Many museums now offer CC0 access to the artwork in their collections. Here are a few:
- Art Institute of Chicago
More than 50,000 images of works in the collection, including the favorite, A Sunday on La Grande Jatte, by Georges Seurat.
- Belvedere, Vienna
Works by Klimt and Schiele are included in the collection with nearly 20,000 images
- Birmingham Museums Trust
Nearly 2,500 images from across the eight municipal collections looked after by the trust. More are gradually being added.
- Cleveland Art Museum
Open Access is a logical and exciting outgrowth of the CMA’s inclusive mission “to create transformative experiences through art, for the benefit of all the people, forever.” 30,000 works from the collection, including the expansive Asian collection.
- Harvard Art Museums
More than 200,000 images available from the university’s collections of 250,000 objects
- J. Paul Getty Museum, Los Angeles
The Getty makes available, without charge, all available digital images to which the Getty holds the rights or that are in the public domain to be used for any purpose. No permission is required.
- Kunstmuseum Basel
The Kunstmuseum Basel’s Collection Online website provides over 4,100 photographs of our works for download; all images are in the public domain.
- Library of Congress, Washington, D.C.
Millions of images from the national archives
- Los Angeles County Museum of Art
Nearly 20,000 images of artworks the museum believes to be in the public domain are available to download on this site.
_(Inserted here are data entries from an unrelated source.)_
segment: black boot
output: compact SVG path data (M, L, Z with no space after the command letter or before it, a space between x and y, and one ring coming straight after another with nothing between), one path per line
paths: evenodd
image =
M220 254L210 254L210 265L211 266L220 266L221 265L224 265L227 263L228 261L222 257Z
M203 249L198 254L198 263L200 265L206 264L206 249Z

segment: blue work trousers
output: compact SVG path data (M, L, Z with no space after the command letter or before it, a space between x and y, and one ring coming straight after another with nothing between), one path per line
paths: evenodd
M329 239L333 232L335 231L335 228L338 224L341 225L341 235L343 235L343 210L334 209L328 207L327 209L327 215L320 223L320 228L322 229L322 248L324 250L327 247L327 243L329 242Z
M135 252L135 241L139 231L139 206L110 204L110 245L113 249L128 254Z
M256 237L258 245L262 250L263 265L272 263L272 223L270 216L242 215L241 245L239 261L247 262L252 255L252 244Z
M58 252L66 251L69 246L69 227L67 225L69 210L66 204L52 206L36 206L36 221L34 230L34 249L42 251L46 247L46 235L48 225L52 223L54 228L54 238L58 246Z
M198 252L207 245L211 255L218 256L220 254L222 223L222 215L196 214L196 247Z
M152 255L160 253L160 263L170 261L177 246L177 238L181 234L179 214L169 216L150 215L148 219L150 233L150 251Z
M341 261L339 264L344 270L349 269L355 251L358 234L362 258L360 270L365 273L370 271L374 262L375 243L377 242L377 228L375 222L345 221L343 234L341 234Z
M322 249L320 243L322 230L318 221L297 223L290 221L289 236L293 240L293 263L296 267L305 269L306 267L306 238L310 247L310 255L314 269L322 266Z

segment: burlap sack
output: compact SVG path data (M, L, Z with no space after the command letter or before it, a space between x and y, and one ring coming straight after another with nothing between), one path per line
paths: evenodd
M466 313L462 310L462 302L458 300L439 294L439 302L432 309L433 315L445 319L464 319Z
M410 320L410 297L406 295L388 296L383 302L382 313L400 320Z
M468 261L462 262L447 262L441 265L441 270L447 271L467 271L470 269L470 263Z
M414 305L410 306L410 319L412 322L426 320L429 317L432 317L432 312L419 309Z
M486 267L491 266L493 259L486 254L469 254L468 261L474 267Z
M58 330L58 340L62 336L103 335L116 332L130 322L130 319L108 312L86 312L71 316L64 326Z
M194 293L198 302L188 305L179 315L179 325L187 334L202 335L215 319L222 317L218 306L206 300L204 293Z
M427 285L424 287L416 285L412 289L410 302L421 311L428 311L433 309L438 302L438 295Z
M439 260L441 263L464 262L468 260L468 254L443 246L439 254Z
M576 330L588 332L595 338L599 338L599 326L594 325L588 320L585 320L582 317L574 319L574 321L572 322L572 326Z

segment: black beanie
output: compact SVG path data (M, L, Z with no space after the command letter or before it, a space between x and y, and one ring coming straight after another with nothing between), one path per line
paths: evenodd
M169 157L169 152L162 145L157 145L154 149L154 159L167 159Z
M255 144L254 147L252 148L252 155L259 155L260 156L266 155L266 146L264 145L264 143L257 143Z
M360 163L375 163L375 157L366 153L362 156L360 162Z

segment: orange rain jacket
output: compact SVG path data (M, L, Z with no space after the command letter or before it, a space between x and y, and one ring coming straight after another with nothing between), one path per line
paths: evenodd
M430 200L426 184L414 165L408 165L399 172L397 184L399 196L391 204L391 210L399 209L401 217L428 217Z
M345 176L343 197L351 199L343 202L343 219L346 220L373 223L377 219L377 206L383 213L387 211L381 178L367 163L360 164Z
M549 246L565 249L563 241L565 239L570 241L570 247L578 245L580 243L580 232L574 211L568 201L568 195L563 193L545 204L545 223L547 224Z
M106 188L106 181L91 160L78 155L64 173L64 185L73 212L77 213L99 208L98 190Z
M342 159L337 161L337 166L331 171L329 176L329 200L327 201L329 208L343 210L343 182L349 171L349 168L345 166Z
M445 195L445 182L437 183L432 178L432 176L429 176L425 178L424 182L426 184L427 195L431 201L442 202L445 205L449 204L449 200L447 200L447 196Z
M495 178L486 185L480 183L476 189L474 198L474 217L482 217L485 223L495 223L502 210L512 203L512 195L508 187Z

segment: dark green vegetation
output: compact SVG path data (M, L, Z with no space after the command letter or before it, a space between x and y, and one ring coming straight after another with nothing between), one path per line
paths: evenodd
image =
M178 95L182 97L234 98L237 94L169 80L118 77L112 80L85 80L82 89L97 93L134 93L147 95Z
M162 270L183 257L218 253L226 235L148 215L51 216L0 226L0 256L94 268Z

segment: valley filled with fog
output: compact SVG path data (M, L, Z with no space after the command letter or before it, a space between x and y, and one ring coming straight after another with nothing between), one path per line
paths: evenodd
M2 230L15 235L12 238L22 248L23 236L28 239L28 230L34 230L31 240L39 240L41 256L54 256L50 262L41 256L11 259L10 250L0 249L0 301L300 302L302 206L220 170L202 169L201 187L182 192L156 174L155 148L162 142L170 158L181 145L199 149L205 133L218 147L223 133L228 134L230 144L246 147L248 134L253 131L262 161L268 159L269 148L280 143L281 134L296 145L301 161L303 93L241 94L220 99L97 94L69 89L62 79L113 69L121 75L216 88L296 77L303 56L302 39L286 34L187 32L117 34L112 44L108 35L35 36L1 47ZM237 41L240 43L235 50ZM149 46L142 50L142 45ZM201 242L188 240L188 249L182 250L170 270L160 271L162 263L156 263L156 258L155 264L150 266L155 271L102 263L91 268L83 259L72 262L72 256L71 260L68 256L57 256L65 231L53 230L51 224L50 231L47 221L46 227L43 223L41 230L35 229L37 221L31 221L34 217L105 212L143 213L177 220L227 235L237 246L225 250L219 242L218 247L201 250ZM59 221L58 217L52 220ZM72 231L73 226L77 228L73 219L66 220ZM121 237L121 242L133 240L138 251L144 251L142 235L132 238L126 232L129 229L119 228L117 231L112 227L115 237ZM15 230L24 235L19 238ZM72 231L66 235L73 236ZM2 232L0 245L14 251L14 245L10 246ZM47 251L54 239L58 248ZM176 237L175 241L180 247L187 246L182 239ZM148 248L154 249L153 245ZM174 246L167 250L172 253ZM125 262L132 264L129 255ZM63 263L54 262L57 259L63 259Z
Other images may be protected by copyright and other intellectual property rights.
- Mauritshuis, The Hague
All the works of art of the Mauritshuis collection can now also be admired online. Most of the collection has been photographed in high resolution, allowing you to zoom in to the smallest details. More than 800 works, including Rembrandt, Vermeer, and many other Dutch and Flemish masters.
- Metropolitan Museum of Art, New York
Enjoy more than 375,000 hi-res images of public-domain works from the collection. Search the sites Open Access area.
- Minneapolis Institute of Art
Images of works of art identified as in the Public Domain (CC PDM) have been identified as being free of known restrictions under copyright law, including all related and neighboring rights. Mia’s collection contains over 50,000 works in the Public Domain! You can copy, modify, distribute and perform the works, even for commercial purposes, all without asking permission.
- Munch Museet, Norway
One of the world’s largest single-artist collections: 1,150 paintings and some 18,000 prints, free to download
- Museum of New Zealand Te Papa Tongarewa, WellingtonAround 30,000 images from New Zealand’s state collections
- Národní galerie Praha
The Czech Republic’s national collections in Prague
- National Gallery of Art, Washington, D.C.
More than 51,000 works in the public domain
- Nationalmuseet Danmark
More than 50,000 images from 20 institutions across Denmark
- Nationalmuseum, Stockholm
6,000 images – most of the collection – via Wikimedia Commons
- New York Public Library
180,000 items, free to share and reuse
- Paris Musées
320,000 images from 14 Parisian institutions, including the Petit Palais and the Catacombs
- The Rijks Museum
Includes many famous works including many Vermeers and Van Goghs.
- Smithsonian Institution, Washington, D.C.
As of 26 February 2020, 2.8m digitized images from across the Smithsonian’s multiple museums, research centers, libraries, and archives are freely available online.
- Städtische Galerie im Lenbachhaus, Munich
Full access to out-of-copyright works. Strong on Munich-based painters of the 19th and early 20th centuries
- Statens Museum for Kunst, Copenhagen
Around 15,000 works (of a quarter of a million) have been photographed in hi-res, with all public domain images free to download and use
- Wellcome Collection, London
Thousands of archival images from the science collections at the museum and library
- Yale University
Thousands of images of works in the Gallery’s collection believed to be in the public domain are available for free download through the Gallery’s website. Under Yale University’s Open Access Policy, anyone may use the Gallery’s open-access material without further application, authorization, or fees due to the Gallery or to Yale.